La manière dont la M. V. est entrée en scène pour la première fois semble m’assurer de sa bienveillance, aussi loin que peut atteindre son pouvoir, et j’ai de bonnes raisons pour croire qu’il est considérable. Pourtant elle paraissait confuse et même effrayée pendant les très-courts moments de notre entrevue, et je crois l’avoir vue dans la seconde occasion tressaillir de crainte comme quelqu’un entrait dans la cour de la ferme, au moment où elle allait me parler. Vous n’avez pas besoin de me demander si je suis matinal, lorsque de pareilles jouissances ne me sont accordées qu’à la pointe du jour. Quoique je n’aie plus revu ma protectrice, j’ai néanmoins tout lieu de croire qu’elle n’est pas éloignée. Il y a trois jours, fatigué de l’uniformité de ma détention, j’avais manifesté vers le soir des symptômes d’abattement plus prononcés qu’à l’ordinaire, et je conçois que cette circonstance ait attiré l’attention des domestiques qui en auront sans doute causé. Le matin suivant, les vers qu’on va lire se trouvèrent sur ma table, mais comment y étaient-ils arrivés, je l’ignore. La main qui les avait tracés excellait à écrire l’anglaise.

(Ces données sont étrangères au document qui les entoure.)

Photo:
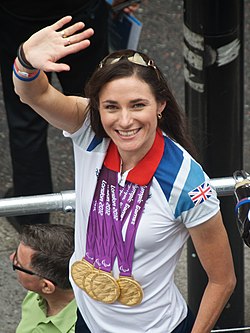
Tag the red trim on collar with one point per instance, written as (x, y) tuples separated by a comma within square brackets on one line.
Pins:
[(143, 172)]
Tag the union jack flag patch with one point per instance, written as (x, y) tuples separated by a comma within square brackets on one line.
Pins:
[(200, 193)]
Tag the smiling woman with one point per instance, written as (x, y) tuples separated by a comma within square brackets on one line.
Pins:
[(135, 208)]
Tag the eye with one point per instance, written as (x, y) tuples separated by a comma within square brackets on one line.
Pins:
[(138, 105), (110, 107)]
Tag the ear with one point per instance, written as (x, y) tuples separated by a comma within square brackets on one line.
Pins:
[(48, 287), (161, 107)]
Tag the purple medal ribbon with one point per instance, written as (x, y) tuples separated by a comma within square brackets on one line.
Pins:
[(112, 206), (134, 204)]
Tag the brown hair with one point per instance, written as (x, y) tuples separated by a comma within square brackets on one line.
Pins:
[(118, 65)]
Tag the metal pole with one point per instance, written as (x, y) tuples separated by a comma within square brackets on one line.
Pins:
[(213, 69), (38, 204), (65, 200)]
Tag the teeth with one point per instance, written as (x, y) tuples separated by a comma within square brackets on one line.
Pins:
[(127, 133)]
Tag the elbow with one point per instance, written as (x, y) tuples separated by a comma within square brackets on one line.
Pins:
[(230, 284)]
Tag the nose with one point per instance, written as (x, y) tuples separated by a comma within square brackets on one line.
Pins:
[(125, 118)]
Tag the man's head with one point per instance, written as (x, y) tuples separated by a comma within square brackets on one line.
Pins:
[(42, 257)]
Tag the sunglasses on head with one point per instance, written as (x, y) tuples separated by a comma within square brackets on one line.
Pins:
[(25, 270), (132, 56)]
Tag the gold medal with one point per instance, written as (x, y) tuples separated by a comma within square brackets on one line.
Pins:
[(131, 292), (78, 271), (101, 286), (87, 283), (105, 287)]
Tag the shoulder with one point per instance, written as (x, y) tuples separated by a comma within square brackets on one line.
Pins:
[(185, 185)]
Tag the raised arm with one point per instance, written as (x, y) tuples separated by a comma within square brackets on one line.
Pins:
[(42, 52)]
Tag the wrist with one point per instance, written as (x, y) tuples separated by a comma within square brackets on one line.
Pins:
[(22, 58), (24, 74)]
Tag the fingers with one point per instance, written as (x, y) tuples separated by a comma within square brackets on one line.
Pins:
[(74, 39)]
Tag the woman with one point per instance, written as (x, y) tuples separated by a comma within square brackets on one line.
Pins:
[(139, 193)]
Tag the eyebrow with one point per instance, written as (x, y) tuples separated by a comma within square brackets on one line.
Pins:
[(136, 100)]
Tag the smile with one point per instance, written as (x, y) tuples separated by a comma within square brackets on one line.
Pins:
[(128, 133)]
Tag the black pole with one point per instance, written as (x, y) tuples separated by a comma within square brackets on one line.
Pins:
[(213, 68)]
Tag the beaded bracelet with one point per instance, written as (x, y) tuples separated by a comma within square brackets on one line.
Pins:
[(24, 76), (21, 57)]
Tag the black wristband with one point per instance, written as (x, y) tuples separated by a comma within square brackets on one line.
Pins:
[(21, 57)]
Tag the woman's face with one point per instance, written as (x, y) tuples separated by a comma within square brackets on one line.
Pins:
[(128, 111)]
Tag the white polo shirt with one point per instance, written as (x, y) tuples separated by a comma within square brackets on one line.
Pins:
[(180, 198)]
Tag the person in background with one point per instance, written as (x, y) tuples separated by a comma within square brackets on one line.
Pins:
[(139, 191), (41, 262), (30, 160)]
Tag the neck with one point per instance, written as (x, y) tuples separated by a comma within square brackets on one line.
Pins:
[(58, 301)]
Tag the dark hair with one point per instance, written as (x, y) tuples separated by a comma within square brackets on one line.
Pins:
[(173, 122), (53, 245)]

Comme des moissonneurs retardant le salaire,
Souvent le maître dit : « C’est bon ! venez demain ! »
Ainsi, pour nous payer les travaux, la misère,
Le sort n’a que l’espoir : monnaie un peu légère,
Mais qui fixe la dette en un titre certain.

C’est donc un gage saint que la douce espérance :
Comme dans un trésor garde-la dans ton cœur.
Quelque lointaine encore que semble l’échéance,
Douter, désespérer, lacérer ta créance,
C’est un blasphème envers l’auguste débiteur.


Que ces strophes soient écrites dans l’intention amicale, — plus qu’amicale, de m’engager à reprendre courage, je n’en puis douter ; et la manière dont je me comporterai montrera, je l’espère, que je suis capable de répondre à cette espèce de défi.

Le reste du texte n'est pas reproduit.